Antoine Verdon

ENTREPRENEUR ET INVESTISSEUR, ZURICH

Antoine Verdon crée sa première société, Sandbox SA, après des études de droit à Fribourg et à Saint-Gall, puis dirige un fonds d'investissement basé à Zurich, actif dans les fintechs. Il conseille actuellement plusieurs banques en matière de digitalisation et lance un nouveau projet à l'intersection de la technologie et du secteur juridique. En 2010, il est nommé par le magazine L'Hebdo parmi les « 100 personnalités qui font la Suisse romande ».

N'avez-vous vraiment rien à cacher?

On dit souvent que les atteintes à la vie privée (collecte d'informations personnelles, caméras de surveillance, etc.) ne sont pas graves tant que l'on n'a rien à cacher. Je n'avais jamais réussi à exprimer pourquoi cette affirmation me dérangeait, jusqu'à ce que je tombe sur cet excellent essai de Daniel J. Solove, professeur de droit à la George Washington University, en rapport avec les récentes révélations d'Edward Snowden sur le programme de surveillance PRISM du gouvernement américain.

Le problème est que les atteintes à la vie privée sont comme les atteintes à l'environnement: chacune d'entre elle est minime et n'est pas grave en soi. C'est quand elles sont cumulées que des dommages apparaissent. De même, chaque petite information que nous donnons à l'Etat (numéros de téléphone composés, données de cartes de crédit, informations de géolocalisation, etc.) est relativement anodine en soi, mais en combinant ces informations tel que le fait la NSA, l'Etat est à même d'en apprendre plus sur nous que ce que nous pourrions souhaiter lui révéler.

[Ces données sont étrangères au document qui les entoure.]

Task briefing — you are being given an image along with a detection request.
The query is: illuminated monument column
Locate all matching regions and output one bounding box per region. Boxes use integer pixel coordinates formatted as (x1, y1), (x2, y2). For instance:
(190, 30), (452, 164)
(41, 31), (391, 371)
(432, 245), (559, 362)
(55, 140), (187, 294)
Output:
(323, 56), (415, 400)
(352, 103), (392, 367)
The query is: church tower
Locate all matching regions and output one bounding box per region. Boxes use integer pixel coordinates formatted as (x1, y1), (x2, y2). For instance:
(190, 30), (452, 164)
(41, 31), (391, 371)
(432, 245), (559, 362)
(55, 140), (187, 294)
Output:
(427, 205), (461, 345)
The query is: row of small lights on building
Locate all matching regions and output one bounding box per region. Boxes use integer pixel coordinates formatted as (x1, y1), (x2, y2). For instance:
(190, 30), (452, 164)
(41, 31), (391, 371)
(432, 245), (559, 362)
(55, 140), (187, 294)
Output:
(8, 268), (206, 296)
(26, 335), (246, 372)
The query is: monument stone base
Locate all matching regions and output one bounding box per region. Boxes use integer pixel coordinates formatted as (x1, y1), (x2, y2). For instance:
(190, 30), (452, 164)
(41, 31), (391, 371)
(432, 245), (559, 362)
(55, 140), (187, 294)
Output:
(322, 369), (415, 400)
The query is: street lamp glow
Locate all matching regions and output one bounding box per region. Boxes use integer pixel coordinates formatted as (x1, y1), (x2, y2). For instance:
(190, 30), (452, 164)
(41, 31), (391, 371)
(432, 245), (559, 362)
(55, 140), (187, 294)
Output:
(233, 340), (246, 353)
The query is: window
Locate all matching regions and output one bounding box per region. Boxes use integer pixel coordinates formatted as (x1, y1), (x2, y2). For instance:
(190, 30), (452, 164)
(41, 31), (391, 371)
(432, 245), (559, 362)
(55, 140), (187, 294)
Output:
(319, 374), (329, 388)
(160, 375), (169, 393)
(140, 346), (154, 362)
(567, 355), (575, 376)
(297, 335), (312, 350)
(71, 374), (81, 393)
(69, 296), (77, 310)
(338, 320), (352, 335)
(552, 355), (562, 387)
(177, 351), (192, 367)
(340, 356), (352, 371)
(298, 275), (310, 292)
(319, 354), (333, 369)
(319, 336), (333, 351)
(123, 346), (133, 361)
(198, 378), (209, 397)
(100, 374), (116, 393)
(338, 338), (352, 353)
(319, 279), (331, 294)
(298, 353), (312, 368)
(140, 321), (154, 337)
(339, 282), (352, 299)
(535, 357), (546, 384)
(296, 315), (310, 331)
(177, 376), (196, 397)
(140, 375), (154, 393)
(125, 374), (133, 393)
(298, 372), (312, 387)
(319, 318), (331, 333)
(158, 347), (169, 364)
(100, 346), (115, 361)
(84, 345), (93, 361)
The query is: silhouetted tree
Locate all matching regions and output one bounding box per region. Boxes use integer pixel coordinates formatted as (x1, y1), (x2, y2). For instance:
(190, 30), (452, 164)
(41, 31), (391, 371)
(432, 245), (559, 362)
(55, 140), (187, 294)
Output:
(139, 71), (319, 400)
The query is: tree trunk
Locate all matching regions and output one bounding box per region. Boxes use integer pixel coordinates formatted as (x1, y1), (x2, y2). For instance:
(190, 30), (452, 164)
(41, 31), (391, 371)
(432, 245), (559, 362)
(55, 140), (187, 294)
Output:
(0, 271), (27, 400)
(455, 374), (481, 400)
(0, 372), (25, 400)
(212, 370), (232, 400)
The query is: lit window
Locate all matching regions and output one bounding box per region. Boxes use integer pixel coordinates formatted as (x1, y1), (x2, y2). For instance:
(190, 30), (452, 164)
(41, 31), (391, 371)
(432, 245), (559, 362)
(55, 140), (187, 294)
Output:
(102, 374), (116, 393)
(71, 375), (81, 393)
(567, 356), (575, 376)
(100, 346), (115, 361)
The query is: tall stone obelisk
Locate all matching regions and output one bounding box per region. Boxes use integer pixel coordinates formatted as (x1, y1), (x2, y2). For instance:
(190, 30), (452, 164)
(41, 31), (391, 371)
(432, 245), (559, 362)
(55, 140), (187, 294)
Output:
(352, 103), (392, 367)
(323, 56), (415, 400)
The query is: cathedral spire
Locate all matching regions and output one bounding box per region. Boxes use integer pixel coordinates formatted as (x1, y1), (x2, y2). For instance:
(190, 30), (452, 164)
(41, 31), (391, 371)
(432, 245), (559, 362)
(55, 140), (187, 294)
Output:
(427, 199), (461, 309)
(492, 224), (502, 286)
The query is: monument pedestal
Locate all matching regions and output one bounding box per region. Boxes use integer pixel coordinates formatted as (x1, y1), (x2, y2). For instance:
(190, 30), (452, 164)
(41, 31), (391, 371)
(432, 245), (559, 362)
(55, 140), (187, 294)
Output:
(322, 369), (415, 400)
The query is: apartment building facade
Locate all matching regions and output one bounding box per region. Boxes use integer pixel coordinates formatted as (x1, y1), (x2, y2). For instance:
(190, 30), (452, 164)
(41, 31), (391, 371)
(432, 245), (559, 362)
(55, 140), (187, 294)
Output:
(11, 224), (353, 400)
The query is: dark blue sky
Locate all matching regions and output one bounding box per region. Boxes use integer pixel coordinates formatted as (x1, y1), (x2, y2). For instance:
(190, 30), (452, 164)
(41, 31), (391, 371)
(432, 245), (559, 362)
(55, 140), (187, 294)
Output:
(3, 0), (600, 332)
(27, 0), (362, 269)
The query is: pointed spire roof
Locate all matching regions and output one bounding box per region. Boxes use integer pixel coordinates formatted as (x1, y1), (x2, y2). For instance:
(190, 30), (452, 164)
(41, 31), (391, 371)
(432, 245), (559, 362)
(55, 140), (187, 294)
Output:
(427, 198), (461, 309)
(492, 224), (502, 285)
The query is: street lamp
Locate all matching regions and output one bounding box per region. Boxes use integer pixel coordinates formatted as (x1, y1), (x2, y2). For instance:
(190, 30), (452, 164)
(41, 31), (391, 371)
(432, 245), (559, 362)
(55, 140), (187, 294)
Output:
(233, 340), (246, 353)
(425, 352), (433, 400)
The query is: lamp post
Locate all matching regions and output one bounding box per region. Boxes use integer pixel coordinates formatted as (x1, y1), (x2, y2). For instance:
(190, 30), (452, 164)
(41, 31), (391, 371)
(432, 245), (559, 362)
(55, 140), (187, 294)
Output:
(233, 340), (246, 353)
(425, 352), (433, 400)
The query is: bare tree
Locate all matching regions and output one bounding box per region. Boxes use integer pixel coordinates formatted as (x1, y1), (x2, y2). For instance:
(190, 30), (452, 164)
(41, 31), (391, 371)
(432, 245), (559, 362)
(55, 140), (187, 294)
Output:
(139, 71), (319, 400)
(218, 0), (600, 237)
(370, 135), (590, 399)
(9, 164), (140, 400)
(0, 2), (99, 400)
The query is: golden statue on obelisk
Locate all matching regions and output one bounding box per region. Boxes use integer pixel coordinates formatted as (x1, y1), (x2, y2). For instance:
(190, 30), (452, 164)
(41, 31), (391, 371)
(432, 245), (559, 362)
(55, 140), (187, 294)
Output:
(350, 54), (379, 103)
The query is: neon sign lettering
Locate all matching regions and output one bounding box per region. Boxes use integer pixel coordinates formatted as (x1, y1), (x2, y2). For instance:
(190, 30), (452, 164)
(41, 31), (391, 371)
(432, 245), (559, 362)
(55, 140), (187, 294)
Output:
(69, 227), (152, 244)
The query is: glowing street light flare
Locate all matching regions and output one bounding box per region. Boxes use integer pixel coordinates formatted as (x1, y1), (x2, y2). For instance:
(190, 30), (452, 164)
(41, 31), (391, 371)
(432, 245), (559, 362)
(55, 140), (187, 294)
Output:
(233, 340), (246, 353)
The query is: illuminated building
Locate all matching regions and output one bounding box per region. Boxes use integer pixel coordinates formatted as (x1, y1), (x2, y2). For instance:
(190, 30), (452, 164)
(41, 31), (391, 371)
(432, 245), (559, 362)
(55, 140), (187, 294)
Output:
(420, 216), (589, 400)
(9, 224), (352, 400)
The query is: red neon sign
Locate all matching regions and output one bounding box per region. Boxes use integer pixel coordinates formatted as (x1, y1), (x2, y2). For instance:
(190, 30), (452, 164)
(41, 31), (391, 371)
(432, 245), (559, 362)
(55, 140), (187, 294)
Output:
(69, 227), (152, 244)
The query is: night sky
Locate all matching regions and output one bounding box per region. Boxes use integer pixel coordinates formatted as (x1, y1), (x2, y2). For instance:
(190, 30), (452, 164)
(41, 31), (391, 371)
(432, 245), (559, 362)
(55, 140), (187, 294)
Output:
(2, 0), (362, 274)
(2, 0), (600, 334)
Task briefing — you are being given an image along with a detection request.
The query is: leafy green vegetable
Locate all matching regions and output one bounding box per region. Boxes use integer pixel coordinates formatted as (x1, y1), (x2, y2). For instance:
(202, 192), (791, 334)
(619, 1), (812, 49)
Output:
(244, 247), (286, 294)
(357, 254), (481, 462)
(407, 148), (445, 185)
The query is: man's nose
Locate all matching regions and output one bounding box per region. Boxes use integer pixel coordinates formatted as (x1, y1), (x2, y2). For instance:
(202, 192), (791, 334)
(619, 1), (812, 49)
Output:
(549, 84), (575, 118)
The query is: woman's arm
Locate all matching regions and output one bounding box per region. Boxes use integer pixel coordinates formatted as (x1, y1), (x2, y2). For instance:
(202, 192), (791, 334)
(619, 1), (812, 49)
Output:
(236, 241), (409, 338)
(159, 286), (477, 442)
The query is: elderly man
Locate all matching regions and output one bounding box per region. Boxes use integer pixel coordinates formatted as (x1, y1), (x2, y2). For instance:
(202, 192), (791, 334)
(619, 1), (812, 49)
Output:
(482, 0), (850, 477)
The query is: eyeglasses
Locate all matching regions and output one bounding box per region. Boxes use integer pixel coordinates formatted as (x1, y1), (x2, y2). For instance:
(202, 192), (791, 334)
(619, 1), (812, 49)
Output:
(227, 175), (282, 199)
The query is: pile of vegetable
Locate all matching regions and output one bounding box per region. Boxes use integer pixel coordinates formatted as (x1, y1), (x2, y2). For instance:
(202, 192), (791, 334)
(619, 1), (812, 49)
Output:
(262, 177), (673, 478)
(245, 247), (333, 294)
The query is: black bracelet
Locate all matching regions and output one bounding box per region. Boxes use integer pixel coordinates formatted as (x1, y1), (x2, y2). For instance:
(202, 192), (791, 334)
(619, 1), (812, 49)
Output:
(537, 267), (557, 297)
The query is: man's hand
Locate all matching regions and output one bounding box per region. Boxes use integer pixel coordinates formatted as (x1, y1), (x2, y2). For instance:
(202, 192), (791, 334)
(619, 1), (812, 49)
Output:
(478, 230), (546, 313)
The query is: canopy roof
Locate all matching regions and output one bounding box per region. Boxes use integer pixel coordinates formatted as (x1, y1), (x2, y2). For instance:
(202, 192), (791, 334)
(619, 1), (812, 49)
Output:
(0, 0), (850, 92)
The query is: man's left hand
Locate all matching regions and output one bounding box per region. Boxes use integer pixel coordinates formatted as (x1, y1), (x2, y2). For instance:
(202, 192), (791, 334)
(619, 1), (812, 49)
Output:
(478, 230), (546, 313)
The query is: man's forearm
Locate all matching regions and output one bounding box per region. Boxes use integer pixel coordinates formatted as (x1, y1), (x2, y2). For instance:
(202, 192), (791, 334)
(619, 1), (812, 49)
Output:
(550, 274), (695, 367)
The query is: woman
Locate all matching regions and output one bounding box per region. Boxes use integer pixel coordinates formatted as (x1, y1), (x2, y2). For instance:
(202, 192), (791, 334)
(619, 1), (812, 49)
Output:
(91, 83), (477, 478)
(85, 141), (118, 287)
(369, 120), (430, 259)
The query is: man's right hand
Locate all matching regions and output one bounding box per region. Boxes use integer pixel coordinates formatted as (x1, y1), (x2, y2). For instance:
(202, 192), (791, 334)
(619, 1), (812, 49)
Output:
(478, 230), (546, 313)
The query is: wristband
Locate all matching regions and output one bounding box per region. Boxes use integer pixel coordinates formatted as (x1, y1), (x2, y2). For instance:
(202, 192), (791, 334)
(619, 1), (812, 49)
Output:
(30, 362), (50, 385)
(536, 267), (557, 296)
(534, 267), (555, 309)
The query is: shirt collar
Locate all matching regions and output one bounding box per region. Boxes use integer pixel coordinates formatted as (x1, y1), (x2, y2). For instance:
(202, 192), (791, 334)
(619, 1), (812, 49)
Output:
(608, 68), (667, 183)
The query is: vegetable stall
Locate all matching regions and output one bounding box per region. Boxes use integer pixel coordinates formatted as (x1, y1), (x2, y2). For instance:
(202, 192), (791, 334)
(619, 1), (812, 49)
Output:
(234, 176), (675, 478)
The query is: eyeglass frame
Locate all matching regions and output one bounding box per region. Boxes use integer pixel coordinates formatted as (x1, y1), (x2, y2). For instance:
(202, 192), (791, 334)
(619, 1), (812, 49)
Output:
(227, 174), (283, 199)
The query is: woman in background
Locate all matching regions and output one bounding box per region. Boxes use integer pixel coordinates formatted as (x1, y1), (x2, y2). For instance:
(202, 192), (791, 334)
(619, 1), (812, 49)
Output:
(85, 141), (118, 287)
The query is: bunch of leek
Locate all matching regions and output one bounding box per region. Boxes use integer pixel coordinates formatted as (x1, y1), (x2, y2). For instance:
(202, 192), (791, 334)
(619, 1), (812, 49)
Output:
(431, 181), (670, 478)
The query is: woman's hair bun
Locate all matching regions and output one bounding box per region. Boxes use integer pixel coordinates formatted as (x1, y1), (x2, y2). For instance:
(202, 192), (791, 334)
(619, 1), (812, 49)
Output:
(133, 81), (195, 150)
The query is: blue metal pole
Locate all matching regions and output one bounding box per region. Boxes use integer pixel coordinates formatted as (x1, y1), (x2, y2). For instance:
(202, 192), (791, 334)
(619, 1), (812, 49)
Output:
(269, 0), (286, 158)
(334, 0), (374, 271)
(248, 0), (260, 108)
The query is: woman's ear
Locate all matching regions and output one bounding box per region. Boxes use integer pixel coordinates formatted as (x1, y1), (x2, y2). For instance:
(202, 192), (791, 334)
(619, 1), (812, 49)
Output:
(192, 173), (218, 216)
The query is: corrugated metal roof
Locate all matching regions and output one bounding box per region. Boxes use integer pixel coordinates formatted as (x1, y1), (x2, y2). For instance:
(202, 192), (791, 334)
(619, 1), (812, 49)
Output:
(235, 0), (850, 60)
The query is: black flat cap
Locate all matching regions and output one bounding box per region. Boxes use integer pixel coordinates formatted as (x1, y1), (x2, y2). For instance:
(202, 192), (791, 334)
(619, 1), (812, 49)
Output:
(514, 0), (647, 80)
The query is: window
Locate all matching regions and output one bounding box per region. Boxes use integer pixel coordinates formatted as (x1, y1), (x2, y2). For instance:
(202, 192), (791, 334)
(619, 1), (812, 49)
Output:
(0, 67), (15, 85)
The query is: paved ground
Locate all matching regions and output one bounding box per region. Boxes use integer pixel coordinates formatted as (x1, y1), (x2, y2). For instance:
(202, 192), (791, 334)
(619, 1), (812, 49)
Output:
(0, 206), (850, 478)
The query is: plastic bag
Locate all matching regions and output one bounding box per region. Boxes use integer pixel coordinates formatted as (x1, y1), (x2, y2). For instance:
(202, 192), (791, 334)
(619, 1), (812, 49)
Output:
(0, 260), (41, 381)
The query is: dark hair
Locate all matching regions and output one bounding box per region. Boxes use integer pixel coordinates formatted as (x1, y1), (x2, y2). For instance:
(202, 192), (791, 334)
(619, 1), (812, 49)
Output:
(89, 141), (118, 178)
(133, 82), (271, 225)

Par exemple, le fait qu'une personne se documente sur le cancer ne nous donne pas beaucoup d'informations: peut-être est-elle étudiante en médecine, peut-être a-t-elle un intérêt général pour les questions liées à cette maladie. Mais cette information, combinée à des données de géolocalisation (ex. une visite hebdomadaire à l'hôpital) ou à l'achat d'une perruque permet de déduire qu'elle est en train de subir une chimiothérapie. Information qu'elle ne souhaitera pas forcément cacher, mais au moins voudra-t-elle avoir le choix de la divulguer ou non.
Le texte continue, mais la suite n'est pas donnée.